Sound: Rushing gushing streams, wind through acres and acres of trees, soft bird-song, the lunch triangle/gong, questions, questions, questions, occasional hammering, the sweet strong song of our lunch cook.

Touch: Humid air, sweat down my back, the ankle-bite of my Teva straps. Skip’s hand tight against mine. Sun and breeze. Steaming hot water on my hands as we wash out lunch dishes.

Taste: Crunch of broccoli, sweetness of soy mayonnaise. Plump, tasty beans. Crunchy, tangy carrots. Earthy crunch and crumble of corn-meal. Clear, liquid-good spring water. No taste of chlorine.

Smell: Clean breeze, clean trees. Mountain laurel and rhododendron, blooming into sweet frenzy. Fresh mint penetrating my nose. Musty, rotting, over-powering compost.

Kym's Favorite Things:
Off the grid with hydro and solar
320 acres
Teachers/workshops on permaculture, yoga, sacred sexuality, herbcraft, deep democracy, etc.

Skip's Favorite Things:
Hydro-electric plant
Artistic expression in dwellings
Gardens

What Kym Didn't Like:
Isolation/Insulation
Not enough recreation – all that water and nowhere to swim.
Not enough art

What Skip Didn't like:
Isolation in the name of conservation
‘Neighborhood’ execution isolates members of the community from each other.
Use of Hydro-electric still too limited.

Dog Friendly:
Dog Friendly? Nyet. Dogs on your ‘property’ only, but without a traditional yard, what does that mean? No dogs are present, and officially we aren’t allowed to bring ours for camping or for the tour. We have a feeling that if we really wanted to stay in the campground a week, something could be worked out.

What We Learned:
Intentional communities are decades more advanced than the ‘communes’ of the 60’s and 70’s. These are no lazy, dope-smoking hippies. They are tech-heads and leaders and teachers and organizers. These people have 320 acres, a Membership Committee, and equity, baby. The permaculture movement is serious about living in communion and balance with the earth, serious enough to give up heat and ac, serious enough to live with dirt to get away from the super-consumptive world.

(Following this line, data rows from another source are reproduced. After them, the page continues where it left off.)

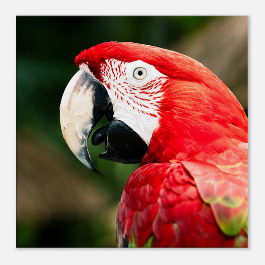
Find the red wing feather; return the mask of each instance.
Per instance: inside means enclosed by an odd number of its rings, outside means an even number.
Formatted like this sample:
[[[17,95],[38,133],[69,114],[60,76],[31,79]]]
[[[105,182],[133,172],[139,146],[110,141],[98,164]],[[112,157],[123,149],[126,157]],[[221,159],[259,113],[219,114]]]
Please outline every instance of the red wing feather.
[[[237,240],[220,229],[180,163],[148,164],[134,172],[122,195],[117,223],[119,246],[125,242],[132,247],[231,247]]]

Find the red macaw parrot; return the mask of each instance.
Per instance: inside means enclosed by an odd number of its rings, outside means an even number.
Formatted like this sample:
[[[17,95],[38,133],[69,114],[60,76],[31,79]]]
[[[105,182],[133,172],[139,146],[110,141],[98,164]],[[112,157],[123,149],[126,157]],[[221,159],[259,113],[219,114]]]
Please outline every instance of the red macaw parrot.
[[[248,119],[210,70],[177,52],[129,42],[85,50],[60,106],[64,137],[98,172],[99,157],[141,162],[117,215],[119,247],[248,246]]]

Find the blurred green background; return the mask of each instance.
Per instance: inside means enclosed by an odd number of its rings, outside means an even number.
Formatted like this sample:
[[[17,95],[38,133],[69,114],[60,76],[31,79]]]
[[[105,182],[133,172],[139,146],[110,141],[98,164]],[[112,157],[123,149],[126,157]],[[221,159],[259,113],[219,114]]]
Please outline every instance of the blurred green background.
[[[88,170],[65,143],[61,98],[85,49],[110,41],[176,50],[212,70],[247,112],[246,16],[16,17],[16,246],[112,247],[123,187],[138,165]],[[95,129],[106,124],[104,119]],[[89,141],[88,141],[89,142]]]

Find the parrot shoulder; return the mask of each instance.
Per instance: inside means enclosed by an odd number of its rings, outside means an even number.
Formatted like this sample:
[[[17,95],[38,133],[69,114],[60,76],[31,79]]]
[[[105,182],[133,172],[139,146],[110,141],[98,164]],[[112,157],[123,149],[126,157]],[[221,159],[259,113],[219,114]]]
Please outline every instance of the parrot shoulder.
[[[181,162],[209,204],[220,228],[235,236],[248,230],[248,144],[232,145],[205,161]]]

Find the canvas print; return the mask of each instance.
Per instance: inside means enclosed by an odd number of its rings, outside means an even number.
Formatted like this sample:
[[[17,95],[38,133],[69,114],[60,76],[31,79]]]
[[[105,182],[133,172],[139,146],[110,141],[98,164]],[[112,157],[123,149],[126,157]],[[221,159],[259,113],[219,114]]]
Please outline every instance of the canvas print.
[[[248,247],[247,16],[16,27],[17,247]]]

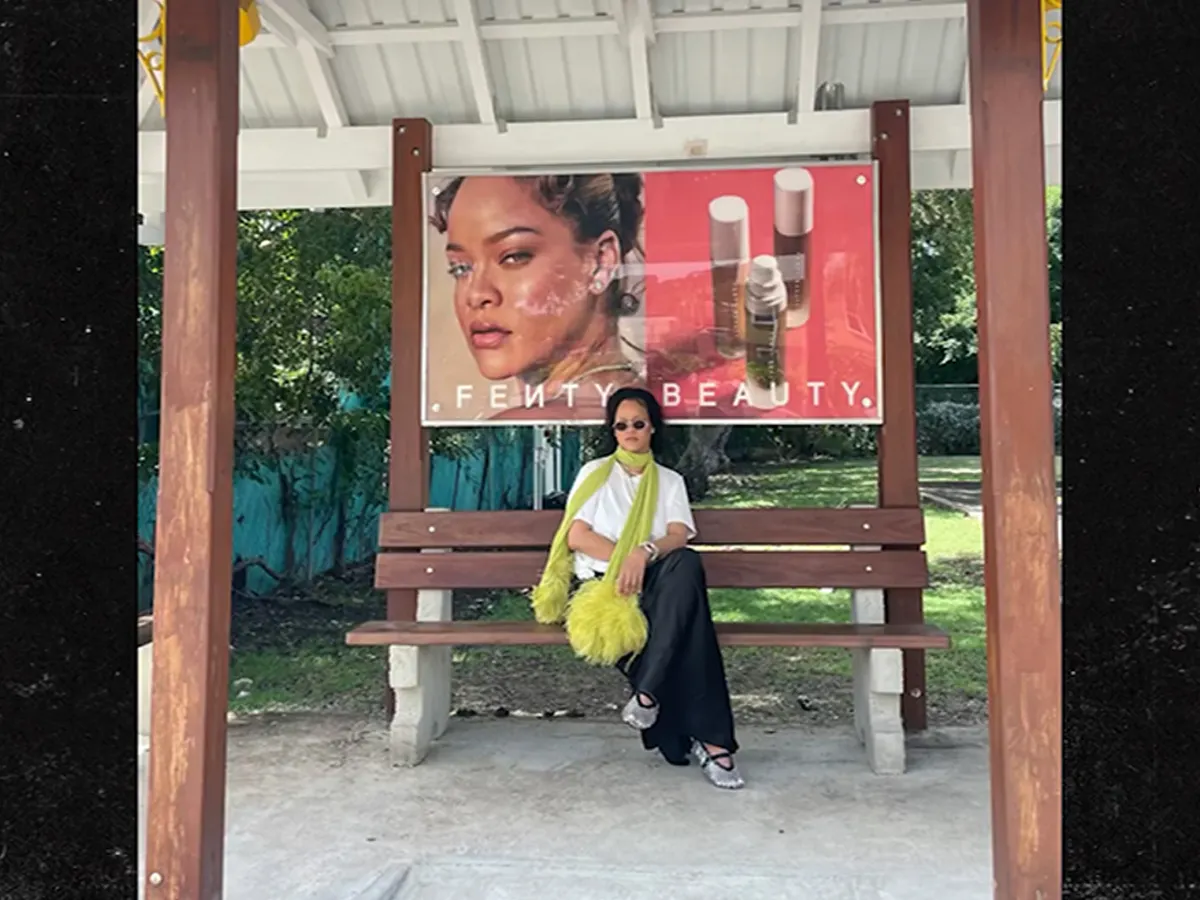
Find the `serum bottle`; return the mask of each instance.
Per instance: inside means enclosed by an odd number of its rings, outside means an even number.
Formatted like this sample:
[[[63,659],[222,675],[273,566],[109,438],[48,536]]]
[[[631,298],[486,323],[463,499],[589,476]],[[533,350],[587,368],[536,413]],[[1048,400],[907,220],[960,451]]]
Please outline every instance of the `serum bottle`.
[[[726,194],[708,204],[708,250],[713,271],[713,331],[726,359],[745,354],[744,300],[750,268],[750,208]]]
[[[811,312],[812,175],[808,169],[775,173],[775,259],[787,290],[787,328]]]
[[[787,290],[774,257],[755,257],[746,284],[746,394],[757,409],[787,402]]]

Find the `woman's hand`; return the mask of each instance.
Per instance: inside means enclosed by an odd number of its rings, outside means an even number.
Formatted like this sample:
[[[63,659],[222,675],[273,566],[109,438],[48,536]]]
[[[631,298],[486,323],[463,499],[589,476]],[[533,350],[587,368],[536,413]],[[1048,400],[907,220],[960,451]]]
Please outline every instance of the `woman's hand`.
[[[620,564],[617,572],[617,593],[623,596],[636,596],[642,593],[642,581],[646,578],[646,551],[634,547]]]

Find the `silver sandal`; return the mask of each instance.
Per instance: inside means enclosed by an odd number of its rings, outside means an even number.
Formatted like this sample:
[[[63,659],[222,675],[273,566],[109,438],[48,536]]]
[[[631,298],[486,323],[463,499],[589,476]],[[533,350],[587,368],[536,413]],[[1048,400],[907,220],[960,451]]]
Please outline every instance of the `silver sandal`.
[[[742,778],[737,763],[733,762],[733,754],[728,751],[710,754],[701,742],[695,739],[691,742],[691,754],[696,757],[696,762],[700,763],[700,770],[704,773],[704,778],[716,787],[722,787],[727,791],[737,791],[745,787],[745,779]],[[727,769],[721,766],[720,760],[728,760],[733,764]]]
[[[629,698],[625,708],[620,710],[620,720],[630,728],[646,731],[659,720],[659,704],[655,702],[652,707],[643,706],[638,696],[641,695],[635,691]]]

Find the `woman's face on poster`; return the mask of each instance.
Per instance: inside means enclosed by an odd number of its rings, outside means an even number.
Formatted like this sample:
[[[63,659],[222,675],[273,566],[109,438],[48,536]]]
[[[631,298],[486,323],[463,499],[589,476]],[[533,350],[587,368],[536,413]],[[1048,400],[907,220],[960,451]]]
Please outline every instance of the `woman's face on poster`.
[[[512,178],[463,180],[446,220],[455,313],[491,380],[558,361],[598,317],[619,263],[606,232],[580,244],[571,222]]]

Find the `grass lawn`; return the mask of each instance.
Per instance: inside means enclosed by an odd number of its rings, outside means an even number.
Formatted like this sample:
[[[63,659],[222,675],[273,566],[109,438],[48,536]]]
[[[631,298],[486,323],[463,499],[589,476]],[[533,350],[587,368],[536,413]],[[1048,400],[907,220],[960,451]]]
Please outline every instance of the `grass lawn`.
[[[978,481],[977,457],[920,461],[923,480]],[[701,506],[841,506],[876,502],[872,460],[755,467],[713,479]],[[986,697],[983,532],[958,512],[925,511],[931,588],[925,617],[952,636],[950,650],[930,652],[928,694],[932,724],[978,721]],[[712,592],[722,622],[846,622],[845,590]],[[244,601],[235,610],[230,709],[377,712],[385,684],[385,652],[348,648],[353,625],[383,614],[368,580],[326,581],[302,596]],[[529,618],[528,600],[515,594],[460,599],[456,616]],[[622,696],[619,676],[576,660],[566,648],[458,648],[455,706],[484,714],[503,708],[542,713],[578,710],[605,715]],[[737,648],[726,655],[734,706],[742,721],[846,721],[851,709],[850,654],[836,649]]]

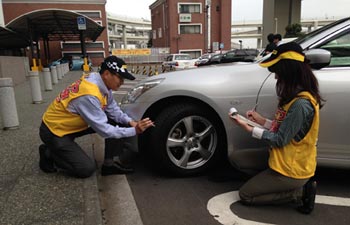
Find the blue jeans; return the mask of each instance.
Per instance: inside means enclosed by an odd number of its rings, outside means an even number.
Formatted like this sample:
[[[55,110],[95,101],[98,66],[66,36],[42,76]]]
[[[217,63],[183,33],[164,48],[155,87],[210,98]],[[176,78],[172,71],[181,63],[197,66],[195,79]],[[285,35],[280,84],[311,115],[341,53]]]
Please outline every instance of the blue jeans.
[[[69,175],[86,178],[91,176],[97,166],[95,160],[75,142],[75,138],[95,133],[92,128],[63,137],[53,134],[45,123],[40,126],[40,139],[47,146],[46,155],[53,159],[55,166],[66,171]],[[137,153],[136,136],[130,138],[105,139],[105,160],[119,156],[122,162],[128,161]]]

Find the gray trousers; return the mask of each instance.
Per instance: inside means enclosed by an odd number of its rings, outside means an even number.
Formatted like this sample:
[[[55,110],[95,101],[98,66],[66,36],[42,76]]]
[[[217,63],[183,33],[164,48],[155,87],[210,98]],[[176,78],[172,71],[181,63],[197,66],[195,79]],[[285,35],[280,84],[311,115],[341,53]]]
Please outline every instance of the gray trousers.
[[[267,148],[245,149],[232,154],[234,166],[254,175],[239,190],[247,205],[301,204],[303,186],[309,179],[286,177],[268,167]]]
[[[68,134],[63,137],[54,135],[42,122],[39,130],[41,140],[47,146],[46,155],[53,159],[55,165],[75,177],[89,177],[96,170],[93,158],[74,141],[75,138],[95,133],[91,128]],[[137,137],[105,139],[105,160],[120,157],[122,163],[128,164],[137,153]]]

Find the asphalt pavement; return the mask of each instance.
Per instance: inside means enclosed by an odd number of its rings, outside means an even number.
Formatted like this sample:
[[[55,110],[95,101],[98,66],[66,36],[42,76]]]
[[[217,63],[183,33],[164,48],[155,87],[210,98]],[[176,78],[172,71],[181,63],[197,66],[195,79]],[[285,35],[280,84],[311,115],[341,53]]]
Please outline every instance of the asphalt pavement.
[[[81,75],[81,71],[68,72],[52,91],[42,91],[41,104],[32,103],[29,80],[14,88],[19,128],[2,130],[0,118],[0,224],[103,224],[98,172],[77,179],[39,169],[41,116],[56,95]],[[94,140],[85,136],[77,142],[92,155]]]

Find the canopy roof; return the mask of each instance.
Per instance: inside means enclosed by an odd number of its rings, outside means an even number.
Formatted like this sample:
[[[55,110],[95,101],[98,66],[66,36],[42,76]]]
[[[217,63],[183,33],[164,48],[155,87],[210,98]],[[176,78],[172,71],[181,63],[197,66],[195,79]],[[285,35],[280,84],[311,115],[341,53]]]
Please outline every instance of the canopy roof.
[[[28,45],[30,45],[28,39],[0,26],[0,49],[25,48]]]
[[[49,41],[79,41],[80,30],[78,29],[77,18],[85,17],[86,30],[84,30],[84,38],[96,41],[105,27],[99,25],[89,17],[82,14],[62,9],[42,9],[23,14],[12,20],[6,25],[6,30],[12,30],[17,33],[18,38],[24,40],[37,41],[46,39]],[[16,41],[12,38],[6,38],[0,32],[1,45],[15,45]],[[29,42],[29,41],[28,41]],[[28,46],[28,45],[27,45]],[[18,43],[18,47],[23,47]]]

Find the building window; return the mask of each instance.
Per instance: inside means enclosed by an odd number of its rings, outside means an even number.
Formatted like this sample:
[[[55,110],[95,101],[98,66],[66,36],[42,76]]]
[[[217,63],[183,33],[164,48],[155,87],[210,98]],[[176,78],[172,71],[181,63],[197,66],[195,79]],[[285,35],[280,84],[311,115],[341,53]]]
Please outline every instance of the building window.
[[[201,24],[179,24],[179,34],[201,34]]]
[[[178,3],[178,13],[202,13],[201,3]]]
[[[84,10],[76,10],[77,13],[83,14],[84,16],[90,18],[102,18],[101,11],[84,11]]]
[[[104,48],[104,43],[103,41],[86,42],[85,47],[86,48]],[[63,49],[81,48],[81,43],[80,42],[61,42],[61,48]]]

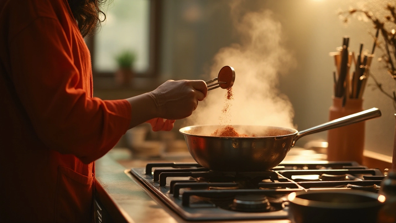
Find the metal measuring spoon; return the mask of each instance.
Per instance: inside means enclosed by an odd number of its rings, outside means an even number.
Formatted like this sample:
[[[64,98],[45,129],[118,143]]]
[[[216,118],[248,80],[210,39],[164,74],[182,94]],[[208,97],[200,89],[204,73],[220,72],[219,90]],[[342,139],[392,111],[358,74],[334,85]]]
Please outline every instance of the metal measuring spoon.
[[[229,66],[223,67],[219,72],[217,77],[205,82],[207,85],[216,81],[217,82],[208,85],[208,90],[221,87],[223,89],[231,87],[235,80],[235,71]]]

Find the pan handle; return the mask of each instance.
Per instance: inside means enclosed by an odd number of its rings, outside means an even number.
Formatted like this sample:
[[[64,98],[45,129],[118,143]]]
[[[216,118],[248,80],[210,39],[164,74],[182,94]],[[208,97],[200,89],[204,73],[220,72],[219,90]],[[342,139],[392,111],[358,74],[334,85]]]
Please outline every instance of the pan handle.
[[[362,121],[376,118],[381,116],[381,111],[376,108],[373,108],[345,117],[334,119],[329,122],[312,127],[310,129],[300,131],[293,138],[293,141],[291,143],[291,147],[294,146],[296,142],[304,136],[347,125]]]

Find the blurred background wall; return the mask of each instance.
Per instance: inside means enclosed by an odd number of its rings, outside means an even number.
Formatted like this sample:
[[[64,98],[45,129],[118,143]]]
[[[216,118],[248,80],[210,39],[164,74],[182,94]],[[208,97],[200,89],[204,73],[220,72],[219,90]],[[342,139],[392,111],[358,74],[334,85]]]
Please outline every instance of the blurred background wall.
[[[215,55],[222,48],[242,41],[233,25],[233,19],[238,15],[231,13],[230,6],[232,2],[226,0],[162,1],[161,32],[158,34],[160,66],[158,73],[150,83],[159,85],[169,79],[209,79]],[[295,63],[293,65],[285,65],[291,67],[287,72],[280,71],[277,86],[293,105],[293,123],[298,130],[328,121],[329,108],[333,93],[332,73],[335,70],[333,59],[329,53],[335,51],[336,48],[341,45],[343,37],[350,37],[350,51],[358,52],[360,42],[364,44],[365,50],[371,50],[373,40],[369,32],[375,33],[371,23],[352,17],[346,25],[339,17],[337,11],[348,10],[351,7],[365,7],[380,15],[384,13],[387,2],[383,0],[249,0],[239,4],[239,12],[242,13],[264,9],[270,10],[273,19],[281,25],[282,44],[294,58]],[[379,50],[377,50],[376,52],[379,53]],[[259,60],[265,61],[267,58]],[[232,64],[224,65],[232,66]],[[384,89],[391,92],[391,89],[396,89],[396,84],[385,73],[383,67],[375,60],[371,71],[383,84]],[[236,72],[236,85],[238,79],[244,78],[244,74],[238,73],[238,70]],[[368,83],[373,83],[369,79]],[[152,87],[148,87],[148,90],[152,90],[150,88]],[[97,88],[95,88],[96,96],[105,99],[115,99],[126,95],[120,93],[122,90],[105,90],[100,86]],[[131,89],[128,89],[126,94],[138,94],[144,90],[130,91]],[[364,98],[364,109],[378,108],[383,114],[379,118],[366,122],[366,148],[392,156],[395,112],[392,102],[377,89],[369,86],[366,88]],[[184,120],[178,120],[174,131],[177,133],[185,123]],[[299,140],[297,145],[303,146],[311,140],[326,141],[326,134],[324,132],[305,136]]]

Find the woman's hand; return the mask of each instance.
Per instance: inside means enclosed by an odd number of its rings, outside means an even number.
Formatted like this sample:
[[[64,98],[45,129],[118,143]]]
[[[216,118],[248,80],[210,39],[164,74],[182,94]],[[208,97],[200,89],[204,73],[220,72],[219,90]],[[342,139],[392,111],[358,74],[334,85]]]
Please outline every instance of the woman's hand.
[[[146,122],[154,131],[170,131],[173,120],[190,115],[207,94],[203,81],[168,81],[152,91],[126,99],[132,112],[129,128]]]
[[[189,116],[208,94],[208,87],[200,80],[169,80],[148,93],[154,100],[158,117],[171,120]]]
[[[146,122],[149,123],[151,125],[151,128],[152,128],[153,131],[157,132],[158,131],[170,131],[173,129],[175,121],[174,120],[164,119],[162,118],[155,118]]]

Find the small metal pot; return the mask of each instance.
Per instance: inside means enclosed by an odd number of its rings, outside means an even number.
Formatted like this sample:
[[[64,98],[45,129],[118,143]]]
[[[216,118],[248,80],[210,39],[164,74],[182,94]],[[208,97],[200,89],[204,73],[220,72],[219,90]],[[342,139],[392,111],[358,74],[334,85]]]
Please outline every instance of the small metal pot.
[[[188,126],[179,131],[184,135],[192,158],[204,167],[223,171],[263,171],[279,164],[296,141],[305,135],[381,116],[381,111],[374,108],[299,132],[280,127],[233,126],[258,137],[208,135],[223,127],[220,125]]]
[[[292,223],[376,222],[385,196],[352,189],[316,190],[289,195]]]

What We'll Incorporate into Our Place:
Sustainable power. Sustainable building. HYDRO. We need running water, water power. Education. All of their building methods, and more. Deep democracy? And definitely, definitely the wonderful blessing song we sang before lunch.

What we said while we were there:
What we said while we were there: Shame on us for not staying months. Shame on us for just taking the three-hour tour.